Must an employer keep a record of actual time its employees work?
The Working Time Regulations 1998 (“WTR”) require employers to maintain records which ‘adequately show’ that:
- Working time does not exceed an average of 48-hours per week, for those employees who have not opted out; and
- The limits on night working have not been exceeded.
The WTR do not specifically require all hours of work to be recorded; merely that the above limits are being complied with. Further, when it comes to breaks, the WTR remain silent on whether daily and weekly rest should be recorded. Guidance given by the Health & Safety Executive states that specific records are not required, and an employer can rely on other records, such as pay records.
However, the recent decision by the European Court of Justice (ECJ) in the case of Federación de Servicios de Comisiones Obreras (CCOO) v Deutsche Bank SAE has cast serious doubt on whether this is correct.
CCOO are a trade union in Spain. They brought a group action against Deutsche Bank. CCOO sought a declaration that Deutsche Bank were under an obligation to set up a system to record the actual number of hours worked daily by its staff, so that it was possible to check that the working times laid down by the European Working Time Directive were properly adhered to. Deutsche Bank did not record hours worked on a particular day.
The Spanish court asked the ECJ whether the Directive imposes such an obligation.
The ECJ held that the Directive required employers to record actual hours worked.
The ECJ noted that the fundamental right of every worker to limit their maximum working hours and the right to daily and weekly rest periods is enshrined in the Directive.

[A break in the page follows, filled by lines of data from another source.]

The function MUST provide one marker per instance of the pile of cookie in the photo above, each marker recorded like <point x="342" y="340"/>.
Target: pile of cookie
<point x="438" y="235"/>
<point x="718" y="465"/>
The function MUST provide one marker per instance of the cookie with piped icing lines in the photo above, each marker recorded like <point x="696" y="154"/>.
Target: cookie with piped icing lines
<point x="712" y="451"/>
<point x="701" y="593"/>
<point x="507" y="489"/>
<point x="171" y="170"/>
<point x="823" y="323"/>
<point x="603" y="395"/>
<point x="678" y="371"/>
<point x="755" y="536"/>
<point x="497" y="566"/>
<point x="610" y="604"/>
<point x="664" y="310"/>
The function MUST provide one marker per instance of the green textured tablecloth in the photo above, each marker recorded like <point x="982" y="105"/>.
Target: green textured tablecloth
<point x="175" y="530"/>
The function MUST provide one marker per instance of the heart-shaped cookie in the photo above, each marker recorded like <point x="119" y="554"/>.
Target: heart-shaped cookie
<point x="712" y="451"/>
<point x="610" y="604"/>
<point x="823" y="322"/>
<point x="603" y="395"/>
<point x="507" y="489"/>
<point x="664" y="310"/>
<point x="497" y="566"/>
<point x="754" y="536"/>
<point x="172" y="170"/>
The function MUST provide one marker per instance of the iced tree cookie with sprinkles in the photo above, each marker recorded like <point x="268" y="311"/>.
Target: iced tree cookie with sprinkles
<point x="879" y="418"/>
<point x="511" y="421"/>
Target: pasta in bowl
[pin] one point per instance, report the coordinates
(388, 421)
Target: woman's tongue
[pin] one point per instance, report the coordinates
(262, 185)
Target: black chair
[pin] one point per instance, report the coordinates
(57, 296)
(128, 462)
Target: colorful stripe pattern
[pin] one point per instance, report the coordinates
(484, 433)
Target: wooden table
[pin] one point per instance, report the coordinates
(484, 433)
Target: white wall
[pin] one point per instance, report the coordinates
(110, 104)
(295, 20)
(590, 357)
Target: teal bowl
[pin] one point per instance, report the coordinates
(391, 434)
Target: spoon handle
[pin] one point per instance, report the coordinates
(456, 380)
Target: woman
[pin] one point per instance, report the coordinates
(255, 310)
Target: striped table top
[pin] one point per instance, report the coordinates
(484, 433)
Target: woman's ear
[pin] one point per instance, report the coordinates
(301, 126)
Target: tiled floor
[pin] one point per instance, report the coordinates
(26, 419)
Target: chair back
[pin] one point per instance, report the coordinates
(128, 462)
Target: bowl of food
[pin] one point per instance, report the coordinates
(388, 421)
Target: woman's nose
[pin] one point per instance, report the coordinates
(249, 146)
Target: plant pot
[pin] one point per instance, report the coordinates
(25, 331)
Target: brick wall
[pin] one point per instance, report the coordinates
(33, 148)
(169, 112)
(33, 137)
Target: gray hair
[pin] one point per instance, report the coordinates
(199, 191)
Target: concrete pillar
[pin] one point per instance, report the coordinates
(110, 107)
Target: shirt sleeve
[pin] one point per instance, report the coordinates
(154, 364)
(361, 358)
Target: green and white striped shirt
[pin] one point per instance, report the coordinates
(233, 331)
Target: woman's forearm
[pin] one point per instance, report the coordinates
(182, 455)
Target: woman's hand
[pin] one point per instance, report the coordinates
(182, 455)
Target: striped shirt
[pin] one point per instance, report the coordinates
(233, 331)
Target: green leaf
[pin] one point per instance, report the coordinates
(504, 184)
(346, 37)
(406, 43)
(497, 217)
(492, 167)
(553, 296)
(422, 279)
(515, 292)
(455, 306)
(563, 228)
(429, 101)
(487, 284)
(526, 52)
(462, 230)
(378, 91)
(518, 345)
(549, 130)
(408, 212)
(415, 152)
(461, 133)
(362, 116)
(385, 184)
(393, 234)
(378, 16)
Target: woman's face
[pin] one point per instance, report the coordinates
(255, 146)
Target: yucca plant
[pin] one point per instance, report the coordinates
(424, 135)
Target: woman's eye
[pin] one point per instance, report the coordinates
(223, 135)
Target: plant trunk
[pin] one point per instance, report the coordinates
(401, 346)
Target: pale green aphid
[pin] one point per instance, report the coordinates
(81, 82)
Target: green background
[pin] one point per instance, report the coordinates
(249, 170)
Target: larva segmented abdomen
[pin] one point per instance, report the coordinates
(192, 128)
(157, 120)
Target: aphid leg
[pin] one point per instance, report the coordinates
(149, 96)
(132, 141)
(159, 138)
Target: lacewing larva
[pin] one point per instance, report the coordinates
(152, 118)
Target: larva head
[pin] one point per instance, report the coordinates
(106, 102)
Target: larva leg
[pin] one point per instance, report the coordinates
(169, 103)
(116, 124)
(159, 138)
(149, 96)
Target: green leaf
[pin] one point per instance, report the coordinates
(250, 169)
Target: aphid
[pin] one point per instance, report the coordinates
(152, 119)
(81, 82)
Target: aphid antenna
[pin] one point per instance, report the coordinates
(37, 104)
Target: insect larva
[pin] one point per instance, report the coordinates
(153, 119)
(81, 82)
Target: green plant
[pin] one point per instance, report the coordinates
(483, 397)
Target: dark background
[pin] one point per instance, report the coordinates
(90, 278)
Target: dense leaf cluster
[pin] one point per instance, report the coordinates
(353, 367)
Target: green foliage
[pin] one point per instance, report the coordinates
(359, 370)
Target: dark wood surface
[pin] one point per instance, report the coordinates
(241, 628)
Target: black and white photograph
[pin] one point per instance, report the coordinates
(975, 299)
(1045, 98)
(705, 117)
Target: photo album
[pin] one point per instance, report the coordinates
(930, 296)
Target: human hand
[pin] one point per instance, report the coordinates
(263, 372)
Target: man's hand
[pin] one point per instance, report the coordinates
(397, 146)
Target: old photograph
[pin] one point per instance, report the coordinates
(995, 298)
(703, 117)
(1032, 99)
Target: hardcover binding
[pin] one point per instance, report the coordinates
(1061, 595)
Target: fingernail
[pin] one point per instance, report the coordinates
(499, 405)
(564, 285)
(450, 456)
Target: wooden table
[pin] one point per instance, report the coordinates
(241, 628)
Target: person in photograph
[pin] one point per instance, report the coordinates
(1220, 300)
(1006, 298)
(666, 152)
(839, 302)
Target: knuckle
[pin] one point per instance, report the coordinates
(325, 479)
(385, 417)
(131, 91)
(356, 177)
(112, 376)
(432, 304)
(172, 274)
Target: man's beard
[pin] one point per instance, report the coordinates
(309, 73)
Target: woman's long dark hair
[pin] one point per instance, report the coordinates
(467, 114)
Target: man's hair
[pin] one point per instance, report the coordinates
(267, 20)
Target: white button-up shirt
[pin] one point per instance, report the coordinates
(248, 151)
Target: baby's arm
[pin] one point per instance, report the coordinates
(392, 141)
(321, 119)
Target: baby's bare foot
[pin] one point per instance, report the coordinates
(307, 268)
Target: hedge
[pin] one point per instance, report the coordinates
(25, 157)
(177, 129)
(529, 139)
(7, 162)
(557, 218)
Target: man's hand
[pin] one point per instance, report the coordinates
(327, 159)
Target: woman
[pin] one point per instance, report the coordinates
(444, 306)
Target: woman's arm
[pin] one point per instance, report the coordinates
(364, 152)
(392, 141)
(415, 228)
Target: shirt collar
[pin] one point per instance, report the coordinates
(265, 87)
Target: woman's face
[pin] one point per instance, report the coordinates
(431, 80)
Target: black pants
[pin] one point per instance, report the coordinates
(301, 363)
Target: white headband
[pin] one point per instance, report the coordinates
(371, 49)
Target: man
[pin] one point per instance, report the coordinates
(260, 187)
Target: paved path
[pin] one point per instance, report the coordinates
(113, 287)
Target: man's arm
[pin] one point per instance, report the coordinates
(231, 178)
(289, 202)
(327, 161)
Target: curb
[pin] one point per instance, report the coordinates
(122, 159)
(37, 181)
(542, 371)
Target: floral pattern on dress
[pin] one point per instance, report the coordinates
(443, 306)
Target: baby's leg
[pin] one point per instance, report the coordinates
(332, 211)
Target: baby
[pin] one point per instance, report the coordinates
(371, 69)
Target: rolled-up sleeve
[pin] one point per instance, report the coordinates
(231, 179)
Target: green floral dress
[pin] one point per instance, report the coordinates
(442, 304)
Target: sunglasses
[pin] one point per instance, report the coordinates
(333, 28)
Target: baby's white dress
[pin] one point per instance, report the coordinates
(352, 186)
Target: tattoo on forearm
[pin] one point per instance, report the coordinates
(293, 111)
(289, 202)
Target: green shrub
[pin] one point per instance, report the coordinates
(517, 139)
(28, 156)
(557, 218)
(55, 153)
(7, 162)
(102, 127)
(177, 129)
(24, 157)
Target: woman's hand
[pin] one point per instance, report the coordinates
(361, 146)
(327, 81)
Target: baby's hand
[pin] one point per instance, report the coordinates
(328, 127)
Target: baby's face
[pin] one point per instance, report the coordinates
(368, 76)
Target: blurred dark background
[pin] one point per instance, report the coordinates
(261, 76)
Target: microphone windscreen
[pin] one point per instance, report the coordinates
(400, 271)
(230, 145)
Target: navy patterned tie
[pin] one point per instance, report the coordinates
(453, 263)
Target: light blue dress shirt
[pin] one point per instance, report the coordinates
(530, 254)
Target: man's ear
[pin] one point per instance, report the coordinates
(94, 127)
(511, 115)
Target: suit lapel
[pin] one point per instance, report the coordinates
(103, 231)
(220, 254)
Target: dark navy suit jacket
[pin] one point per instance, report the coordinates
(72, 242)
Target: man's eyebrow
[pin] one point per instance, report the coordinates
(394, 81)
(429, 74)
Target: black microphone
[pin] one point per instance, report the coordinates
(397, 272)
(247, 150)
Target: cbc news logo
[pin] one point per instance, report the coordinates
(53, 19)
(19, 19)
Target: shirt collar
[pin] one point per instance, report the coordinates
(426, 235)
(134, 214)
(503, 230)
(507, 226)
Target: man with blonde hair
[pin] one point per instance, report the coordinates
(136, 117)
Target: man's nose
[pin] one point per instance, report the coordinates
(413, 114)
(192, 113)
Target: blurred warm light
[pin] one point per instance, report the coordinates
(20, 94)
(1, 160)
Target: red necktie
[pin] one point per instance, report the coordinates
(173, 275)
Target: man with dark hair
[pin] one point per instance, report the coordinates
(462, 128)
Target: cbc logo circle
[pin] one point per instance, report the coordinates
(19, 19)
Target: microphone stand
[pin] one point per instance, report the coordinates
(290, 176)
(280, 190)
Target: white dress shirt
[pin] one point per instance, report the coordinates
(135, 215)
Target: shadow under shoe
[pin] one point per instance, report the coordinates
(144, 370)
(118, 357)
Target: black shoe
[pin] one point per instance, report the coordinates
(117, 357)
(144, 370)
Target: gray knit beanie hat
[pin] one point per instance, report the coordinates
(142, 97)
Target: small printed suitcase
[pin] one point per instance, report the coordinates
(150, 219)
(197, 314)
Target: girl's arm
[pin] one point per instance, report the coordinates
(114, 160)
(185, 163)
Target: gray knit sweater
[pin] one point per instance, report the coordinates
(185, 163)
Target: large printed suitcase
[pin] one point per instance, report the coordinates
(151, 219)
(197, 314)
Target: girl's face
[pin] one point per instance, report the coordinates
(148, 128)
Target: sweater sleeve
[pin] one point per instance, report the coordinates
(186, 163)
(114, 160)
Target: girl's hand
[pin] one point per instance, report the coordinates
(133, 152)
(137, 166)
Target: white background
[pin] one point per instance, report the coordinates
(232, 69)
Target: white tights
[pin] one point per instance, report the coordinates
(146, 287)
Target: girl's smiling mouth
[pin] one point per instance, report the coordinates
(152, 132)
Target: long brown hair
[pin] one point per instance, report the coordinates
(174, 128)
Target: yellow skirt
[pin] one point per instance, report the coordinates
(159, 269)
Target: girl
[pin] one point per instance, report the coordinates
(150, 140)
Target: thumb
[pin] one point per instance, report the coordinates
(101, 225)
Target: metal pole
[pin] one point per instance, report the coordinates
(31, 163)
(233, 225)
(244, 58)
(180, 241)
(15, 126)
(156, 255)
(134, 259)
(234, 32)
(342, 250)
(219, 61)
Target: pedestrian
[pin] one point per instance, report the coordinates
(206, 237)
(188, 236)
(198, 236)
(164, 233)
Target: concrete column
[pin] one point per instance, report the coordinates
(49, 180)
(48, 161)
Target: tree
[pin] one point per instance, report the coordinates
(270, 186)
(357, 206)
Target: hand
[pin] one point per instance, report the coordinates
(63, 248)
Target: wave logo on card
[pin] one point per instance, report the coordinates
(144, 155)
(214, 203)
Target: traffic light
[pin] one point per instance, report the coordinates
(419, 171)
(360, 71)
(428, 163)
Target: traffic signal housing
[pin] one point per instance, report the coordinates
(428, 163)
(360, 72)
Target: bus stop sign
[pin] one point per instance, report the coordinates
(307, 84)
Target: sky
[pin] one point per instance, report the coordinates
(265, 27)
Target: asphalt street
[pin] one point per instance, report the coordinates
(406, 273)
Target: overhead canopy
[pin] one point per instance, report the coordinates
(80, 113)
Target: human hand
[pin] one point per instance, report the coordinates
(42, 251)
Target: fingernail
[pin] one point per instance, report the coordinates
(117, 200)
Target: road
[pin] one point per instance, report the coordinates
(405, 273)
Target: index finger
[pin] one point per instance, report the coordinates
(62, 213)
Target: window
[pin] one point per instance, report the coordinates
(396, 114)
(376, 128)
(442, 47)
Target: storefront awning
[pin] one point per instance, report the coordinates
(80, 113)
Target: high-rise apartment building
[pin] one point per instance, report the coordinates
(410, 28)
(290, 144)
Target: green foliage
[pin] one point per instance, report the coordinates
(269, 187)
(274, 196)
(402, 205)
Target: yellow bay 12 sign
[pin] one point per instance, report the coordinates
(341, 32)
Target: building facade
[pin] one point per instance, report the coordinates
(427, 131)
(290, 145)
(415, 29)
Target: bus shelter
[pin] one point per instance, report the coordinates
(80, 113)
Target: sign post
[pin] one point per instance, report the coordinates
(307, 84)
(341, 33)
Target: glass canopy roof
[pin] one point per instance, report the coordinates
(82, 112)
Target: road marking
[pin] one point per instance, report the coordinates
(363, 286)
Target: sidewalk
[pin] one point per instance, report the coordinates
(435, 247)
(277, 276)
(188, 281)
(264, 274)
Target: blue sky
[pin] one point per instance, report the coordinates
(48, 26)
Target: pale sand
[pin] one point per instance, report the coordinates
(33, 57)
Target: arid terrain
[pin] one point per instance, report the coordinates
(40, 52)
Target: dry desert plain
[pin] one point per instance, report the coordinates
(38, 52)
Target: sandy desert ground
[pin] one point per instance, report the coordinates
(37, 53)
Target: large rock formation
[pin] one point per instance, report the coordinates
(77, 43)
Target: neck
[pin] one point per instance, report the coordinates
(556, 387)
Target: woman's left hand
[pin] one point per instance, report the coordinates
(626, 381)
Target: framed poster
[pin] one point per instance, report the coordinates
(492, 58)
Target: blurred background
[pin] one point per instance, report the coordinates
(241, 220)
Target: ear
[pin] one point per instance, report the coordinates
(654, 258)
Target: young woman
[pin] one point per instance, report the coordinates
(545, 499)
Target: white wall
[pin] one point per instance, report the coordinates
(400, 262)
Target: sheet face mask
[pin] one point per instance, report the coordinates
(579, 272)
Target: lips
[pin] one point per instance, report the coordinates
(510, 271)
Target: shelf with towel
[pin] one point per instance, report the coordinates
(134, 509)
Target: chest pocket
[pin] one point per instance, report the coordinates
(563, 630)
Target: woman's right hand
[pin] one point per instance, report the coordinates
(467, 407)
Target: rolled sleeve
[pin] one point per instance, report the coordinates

Member states are obliged to implement the measures necessary to ensure that workers benefit from those rights. The ECJ commented that workers must be regarded as the weaker party of the working relationship, therefore it is necessary to prevent the employer from being able to impose a restriction on those rights.
The ECJ considered that if there was no system for recording the actual hours worked each day by each worker, it was not possible to determine, objectively and reliably, either the number of hours worked or when that work was done. The ECJ commented that “in those circumstances, it appears to be excessively difficult, if not impossible in practice, for workers to ensure” that their rights were complied with.
The ECJ went on to say that a national law that did not require a system for recording actual hours worked, failed to guarantee the effectiveness of workers’ rights under the Directive and could compromise the Directive’s objective of protecting the health and safety of workers.
The ECJ ruled that, in order to ensure the effectiveness of those rights, member states and employers are obliged to set up “an objective, reliable and accessible system enabling the duration of time worked each day by each worker to be measured.” It was for member states to define the specific arrangements for implementing such a system.
The judgment suggests that the WTR fails to implement the Directive. Thus, the government will have to amend the WTR to avoid the risk of a claim that they have failed to implement the Directive. Of course, whether they do so will very much depend on the outcome of Brexit, about which there remains considerable uncertainty.
Where a worker has been denied their rights under the WTR, they can bring a Tribunal claim and, at least until our future relationship with Europe is determined, the Employment Tribunal will need to interpret the WTR to give effect to the Directive.
Failing to keep relevant records or merely relying on the contract of employment stipulating the hours of work and any breaks, will not be enough.
Therefore, if an employer does not have in place an “objective, reliable and accessible system” recording all hours worked, it may be harder to defend a claim that working time limits and minimum rest breaks have been complied with.